O lixo e a sociedade de consumo no Brasil
Enviada em 11/10/2019
O livro “O Poema Imperfeito” escrito por Fernando Fernandez, tira a percepção das pessoas de que a degradação da natureza é fruto das últimas décadas e evidencia que desde a chegada dos humanos ela tem corrido risco. A atualidade brasílica ratifica a visão do escritor brasileiro, já que a grande quantidade de lixo gerada pela população é um fator preocupante e prejudicial para o bem-estar dos indivíduos e do meio ambiente. Diante dessa perspectiva, cabe avaliar as esferas que intensificam esse quadro, são elas: social e política.

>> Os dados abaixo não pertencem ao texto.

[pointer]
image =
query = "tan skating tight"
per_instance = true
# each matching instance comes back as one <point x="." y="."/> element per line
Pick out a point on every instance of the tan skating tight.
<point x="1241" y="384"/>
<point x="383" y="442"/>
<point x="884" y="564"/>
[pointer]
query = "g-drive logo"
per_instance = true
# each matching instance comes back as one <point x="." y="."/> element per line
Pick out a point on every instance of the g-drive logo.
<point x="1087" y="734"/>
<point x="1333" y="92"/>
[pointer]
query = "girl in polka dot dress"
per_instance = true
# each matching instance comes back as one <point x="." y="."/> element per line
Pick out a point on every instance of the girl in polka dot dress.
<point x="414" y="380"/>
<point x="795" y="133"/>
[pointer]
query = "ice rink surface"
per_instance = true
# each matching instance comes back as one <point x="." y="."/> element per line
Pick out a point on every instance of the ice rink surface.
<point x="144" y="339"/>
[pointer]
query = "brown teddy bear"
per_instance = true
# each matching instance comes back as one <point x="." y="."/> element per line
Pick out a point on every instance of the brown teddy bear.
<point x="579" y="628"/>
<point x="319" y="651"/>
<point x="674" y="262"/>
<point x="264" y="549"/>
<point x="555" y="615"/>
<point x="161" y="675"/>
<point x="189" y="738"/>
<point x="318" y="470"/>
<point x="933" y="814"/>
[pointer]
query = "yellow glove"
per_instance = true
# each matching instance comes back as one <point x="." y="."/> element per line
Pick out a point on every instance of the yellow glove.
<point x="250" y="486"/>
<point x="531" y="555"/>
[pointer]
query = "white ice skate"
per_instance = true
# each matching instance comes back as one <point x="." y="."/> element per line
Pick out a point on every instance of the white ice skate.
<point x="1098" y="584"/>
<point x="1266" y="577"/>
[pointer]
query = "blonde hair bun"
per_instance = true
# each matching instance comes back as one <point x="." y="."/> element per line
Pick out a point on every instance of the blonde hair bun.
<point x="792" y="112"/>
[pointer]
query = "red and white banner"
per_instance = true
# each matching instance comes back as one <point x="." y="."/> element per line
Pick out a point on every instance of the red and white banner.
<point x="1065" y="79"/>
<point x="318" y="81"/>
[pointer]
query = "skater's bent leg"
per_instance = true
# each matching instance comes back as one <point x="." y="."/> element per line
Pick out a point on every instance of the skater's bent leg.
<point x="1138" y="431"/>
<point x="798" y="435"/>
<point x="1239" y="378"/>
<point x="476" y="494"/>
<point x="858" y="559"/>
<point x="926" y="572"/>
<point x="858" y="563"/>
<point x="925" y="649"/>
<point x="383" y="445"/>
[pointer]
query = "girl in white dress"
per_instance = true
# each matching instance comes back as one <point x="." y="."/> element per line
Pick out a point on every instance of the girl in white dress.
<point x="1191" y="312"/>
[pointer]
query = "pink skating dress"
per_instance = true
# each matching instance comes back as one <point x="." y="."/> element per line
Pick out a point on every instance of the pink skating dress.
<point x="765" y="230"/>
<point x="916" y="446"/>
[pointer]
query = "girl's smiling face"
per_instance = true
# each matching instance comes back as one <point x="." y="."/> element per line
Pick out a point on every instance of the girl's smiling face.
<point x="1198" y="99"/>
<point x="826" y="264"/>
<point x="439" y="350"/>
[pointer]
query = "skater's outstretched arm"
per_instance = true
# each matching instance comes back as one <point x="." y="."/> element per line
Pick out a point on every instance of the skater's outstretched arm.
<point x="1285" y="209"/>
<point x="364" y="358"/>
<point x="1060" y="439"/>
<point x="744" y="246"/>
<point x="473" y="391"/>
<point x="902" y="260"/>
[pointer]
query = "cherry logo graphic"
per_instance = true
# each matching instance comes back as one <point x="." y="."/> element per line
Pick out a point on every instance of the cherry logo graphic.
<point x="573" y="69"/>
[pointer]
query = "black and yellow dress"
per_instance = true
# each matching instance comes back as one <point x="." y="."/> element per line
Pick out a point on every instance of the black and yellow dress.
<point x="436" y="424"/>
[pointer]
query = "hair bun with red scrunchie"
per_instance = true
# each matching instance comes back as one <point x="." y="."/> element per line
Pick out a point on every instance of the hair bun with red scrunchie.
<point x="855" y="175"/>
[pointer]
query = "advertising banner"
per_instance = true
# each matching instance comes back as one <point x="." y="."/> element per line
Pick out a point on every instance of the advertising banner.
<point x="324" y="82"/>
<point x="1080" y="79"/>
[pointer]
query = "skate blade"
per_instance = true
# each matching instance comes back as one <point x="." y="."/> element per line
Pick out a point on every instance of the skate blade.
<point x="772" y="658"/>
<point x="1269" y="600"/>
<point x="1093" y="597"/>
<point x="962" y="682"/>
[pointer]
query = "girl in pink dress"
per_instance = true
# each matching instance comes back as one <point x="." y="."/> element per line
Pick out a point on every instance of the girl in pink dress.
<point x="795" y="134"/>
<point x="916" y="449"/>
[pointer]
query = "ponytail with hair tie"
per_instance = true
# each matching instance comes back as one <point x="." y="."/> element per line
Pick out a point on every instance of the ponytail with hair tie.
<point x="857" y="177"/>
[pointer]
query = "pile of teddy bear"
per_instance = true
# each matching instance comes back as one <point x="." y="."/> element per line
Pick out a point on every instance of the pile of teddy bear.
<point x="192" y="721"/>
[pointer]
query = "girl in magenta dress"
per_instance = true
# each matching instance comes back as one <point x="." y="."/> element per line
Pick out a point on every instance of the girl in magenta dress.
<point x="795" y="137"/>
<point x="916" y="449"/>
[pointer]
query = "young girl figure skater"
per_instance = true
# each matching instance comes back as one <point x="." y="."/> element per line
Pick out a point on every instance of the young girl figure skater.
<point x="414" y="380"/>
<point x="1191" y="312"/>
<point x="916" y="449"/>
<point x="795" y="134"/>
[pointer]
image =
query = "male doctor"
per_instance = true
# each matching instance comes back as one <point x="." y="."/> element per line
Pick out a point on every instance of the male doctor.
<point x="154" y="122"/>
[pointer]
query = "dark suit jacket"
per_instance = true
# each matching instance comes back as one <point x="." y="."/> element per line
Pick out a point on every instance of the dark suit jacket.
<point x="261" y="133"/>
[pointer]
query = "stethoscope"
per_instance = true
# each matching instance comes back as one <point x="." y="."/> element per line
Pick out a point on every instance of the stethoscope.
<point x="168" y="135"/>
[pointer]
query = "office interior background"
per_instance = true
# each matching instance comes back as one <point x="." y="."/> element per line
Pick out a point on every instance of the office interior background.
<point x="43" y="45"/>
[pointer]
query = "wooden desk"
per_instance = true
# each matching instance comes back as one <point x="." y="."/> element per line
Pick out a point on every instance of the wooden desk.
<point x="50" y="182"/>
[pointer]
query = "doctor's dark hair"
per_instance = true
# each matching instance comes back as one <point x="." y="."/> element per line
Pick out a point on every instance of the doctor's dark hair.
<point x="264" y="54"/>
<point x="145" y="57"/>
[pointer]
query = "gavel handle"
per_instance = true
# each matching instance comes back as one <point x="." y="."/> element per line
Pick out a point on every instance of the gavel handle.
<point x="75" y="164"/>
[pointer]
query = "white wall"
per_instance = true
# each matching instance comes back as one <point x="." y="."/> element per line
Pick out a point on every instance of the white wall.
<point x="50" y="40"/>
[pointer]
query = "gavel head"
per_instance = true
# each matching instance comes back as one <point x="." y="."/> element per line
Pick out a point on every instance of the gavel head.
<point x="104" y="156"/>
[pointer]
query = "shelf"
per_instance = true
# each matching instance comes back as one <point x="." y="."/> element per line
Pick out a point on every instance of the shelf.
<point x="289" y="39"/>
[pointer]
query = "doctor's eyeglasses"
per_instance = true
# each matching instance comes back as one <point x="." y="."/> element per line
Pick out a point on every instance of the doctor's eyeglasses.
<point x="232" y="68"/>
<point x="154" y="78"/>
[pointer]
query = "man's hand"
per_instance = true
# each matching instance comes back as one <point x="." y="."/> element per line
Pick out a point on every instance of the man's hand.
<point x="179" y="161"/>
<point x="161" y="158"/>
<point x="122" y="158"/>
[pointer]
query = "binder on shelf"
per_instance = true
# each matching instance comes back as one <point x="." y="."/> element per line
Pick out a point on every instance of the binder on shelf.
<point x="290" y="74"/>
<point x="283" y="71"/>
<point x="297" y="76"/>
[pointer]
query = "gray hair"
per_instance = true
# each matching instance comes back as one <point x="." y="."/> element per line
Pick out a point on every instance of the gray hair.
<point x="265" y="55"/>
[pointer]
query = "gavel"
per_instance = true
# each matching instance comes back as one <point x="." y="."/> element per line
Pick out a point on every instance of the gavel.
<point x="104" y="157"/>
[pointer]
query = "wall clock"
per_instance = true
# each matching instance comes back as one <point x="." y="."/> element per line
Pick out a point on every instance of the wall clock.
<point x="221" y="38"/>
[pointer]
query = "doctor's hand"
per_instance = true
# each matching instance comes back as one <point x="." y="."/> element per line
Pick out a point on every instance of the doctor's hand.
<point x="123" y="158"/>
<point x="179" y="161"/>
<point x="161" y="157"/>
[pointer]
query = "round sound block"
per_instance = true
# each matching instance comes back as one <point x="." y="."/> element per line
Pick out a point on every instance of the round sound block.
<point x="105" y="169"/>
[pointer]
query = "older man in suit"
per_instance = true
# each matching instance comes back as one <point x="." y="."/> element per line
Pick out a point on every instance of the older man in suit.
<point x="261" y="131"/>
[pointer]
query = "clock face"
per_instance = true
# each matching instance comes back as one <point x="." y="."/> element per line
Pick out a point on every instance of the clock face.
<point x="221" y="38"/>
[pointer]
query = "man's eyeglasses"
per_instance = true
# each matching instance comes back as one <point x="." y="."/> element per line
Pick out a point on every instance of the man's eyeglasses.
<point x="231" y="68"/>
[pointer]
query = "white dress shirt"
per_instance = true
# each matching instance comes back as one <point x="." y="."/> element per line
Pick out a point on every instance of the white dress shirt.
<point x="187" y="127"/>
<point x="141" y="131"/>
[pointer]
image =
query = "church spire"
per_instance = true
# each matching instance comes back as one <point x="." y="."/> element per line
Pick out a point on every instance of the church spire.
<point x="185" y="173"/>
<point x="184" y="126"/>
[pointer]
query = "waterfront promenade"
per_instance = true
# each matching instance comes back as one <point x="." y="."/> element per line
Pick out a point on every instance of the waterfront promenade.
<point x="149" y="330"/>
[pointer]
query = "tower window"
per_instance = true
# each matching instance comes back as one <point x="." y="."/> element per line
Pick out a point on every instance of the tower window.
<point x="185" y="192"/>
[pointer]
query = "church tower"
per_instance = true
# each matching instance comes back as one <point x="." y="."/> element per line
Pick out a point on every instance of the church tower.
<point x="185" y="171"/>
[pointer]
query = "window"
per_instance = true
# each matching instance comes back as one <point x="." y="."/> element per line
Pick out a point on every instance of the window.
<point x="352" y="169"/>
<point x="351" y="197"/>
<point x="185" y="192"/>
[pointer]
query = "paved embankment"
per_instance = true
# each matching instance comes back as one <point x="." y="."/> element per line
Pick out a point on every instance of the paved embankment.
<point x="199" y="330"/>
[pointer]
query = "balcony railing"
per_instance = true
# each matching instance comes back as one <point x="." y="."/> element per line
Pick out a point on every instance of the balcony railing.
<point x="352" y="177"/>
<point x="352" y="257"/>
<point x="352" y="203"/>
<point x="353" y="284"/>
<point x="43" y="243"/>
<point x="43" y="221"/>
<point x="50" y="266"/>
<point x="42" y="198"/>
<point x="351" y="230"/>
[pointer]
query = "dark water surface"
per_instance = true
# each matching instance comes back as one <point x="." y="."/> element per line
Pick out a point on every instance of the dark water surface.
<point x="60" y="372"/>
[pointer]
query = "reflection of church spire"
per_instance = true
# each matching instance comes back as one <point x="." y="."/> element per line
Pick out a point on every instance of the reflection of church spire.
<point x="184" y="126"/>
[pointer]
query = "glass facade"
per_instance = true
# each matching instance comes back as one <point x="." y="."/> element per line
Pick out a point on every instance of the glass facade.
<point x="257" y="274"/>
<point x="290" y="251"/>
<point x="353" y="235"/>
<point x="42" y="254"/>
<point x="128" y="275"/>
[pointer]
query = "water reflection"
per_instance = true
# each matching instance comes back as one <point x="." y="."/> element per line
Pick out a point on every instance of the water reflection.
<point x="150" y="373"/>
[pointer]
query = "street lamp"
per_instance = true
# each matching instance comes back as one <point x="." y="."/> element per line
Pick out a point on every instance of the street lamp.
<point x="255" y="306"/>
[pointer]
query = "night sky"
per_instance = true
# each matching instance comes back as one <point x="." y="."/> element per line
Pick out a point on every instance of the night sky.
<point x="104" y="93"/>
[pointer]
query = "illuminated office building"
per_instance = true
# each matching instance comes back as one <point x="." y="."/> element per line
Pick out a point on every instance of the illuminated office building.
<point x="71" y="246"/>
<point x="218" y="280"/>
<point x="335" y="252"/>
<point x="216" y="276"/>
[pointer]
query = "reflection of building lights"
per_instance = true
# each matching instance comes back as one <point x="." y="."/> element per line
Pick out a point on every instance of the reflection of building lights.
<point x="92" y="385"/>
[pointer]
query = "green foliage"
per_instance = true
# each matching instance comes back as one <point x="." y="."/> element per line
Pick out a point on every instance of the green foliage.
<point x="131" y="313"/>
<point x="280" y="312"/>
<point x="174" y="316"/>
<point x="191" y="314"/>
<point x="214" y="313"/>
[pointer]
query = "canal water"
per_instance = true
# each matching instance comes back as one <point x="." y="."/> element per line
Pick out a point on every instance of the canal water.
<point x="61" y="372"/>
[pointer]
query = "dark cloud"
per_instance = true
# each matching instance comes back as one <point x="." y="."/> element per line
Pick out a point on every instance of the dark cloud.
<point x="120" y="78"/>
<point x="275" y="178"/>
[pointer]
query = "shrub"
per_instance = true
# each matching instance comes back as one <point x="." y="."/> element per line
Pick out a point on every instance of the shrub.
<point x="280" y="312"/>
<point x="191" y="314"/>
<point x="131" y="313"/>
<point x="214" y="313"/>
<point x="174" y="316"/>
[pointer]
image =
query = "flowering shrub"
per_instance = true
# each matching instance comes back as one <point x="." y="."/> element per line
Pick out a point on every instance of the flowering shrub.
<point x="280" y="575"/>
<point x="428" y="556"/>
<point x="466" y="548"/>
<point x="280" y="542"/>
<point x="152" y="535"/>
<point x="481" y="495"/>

Em primeiro lugar, vale ressaltar que o consumo desenfreado na sociedade tem contribuído para o aumento de resíduos sólidos. O filósofo polonês Zygmunt Bauman entendia que a sociedade contemporânea poderia ser classificada como líquida, imediata e individualista. Tais aspectos são fatores que influenciam de forma grave o aumento do consumo, uma vez que com a celeridade das mudanças se tornou mais forte o ato de se desfazer de itens adquiridos. Como consequência, o aumento de detritos se tornou exorbitante e danoso para o ecossistema, pois têm afetado os rios, mares, lençóis freáticos e animais. Tudo isso retarda a resolução do empecilho, visto que o corpo social contribui para a continuidade desse quadro nocivo.
Ademais, é importante salientar a indiferença governamental frente ao óbice. John Locke, pai do liberalismo político, entendia que os indivíduos e o Estado deveriam agir juntos para que a coletividade obtivesse sucesso. No entanto, observa-se a negligência das autoridades para atenuar essa mazela, porque não são vistos incentivos à população para cuidar da natureza, campanhas e nem aulas de educação ambiental são ministradas nas escolas. Logo, se a força maior que é a governança negligencia o excesso de lixo, tampouco as pessoas irão se envolver na causa.
Portanto, indubitavelmente, medidas são necessárias para conter a ampla quantidade de lixo produzida no Brasil. Sendo assim, o Ministério da Educação deve acrescentar aulas de educação financeira ao currículo da educação básica, com o uso de livros sobre o assunto para cada nível de escolaridade, a fim de que as crianças possam construir um pensamento financeiro consistente e desenvolver um futuro comportamento consciente que não afete negativamente a natureza. Dessa forma, atenuar-se-à, em médio prazo, o impacto prejudicial do problema.